The tenant was the sole contributor to the household income. As part of her household income, she has for a number of years, received an allowance from a relative in China. When the Corona virus took effect in China in January 2020, the relative could no longer pay the allowance.
The tenant had not lost their employment. No hours had been reduced and no-one around her was suffering from the COVID 19. All that happened, is that, the Relative couldn’t supplement the income.
Part 6A of the Residential Tenancy Act 2010 (RTA) sets out the protections for tenants. Most of all, it sets out who is to be protected.

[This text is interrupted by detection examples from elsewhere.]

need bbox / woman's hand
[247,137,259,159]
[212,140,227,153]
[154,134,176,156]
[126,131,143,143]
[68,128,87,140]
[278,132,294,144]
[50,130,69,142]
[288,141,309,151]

Protection is given to people where:-
- Household income has been reduced by 25%; and
- That reduction in income has been caused by loss of employment, loss of salary from employment or the tenant or somebody close to them has COVID 19.
This tenant does not fall within any of these criteria. The tenant’s access to cash may have been reduced, but this income, however, does not fit within the parameters of household income. It is not related to her employment and therefore is not captured by the definitions in Section 41(b) of the RTA.
What is most interesting is whether these allowances become income. One wonders if this income has been declared to the Commonwealth Government and therefore taxes paid. We did suggest to our client that, they should seek a copy of the tax assessments to ensure that the income has been declared to the Australian Taxation Office or suggest that a report to the Australian Taxation Office be made.
The matter is now been heard by NCAT and we await the decision.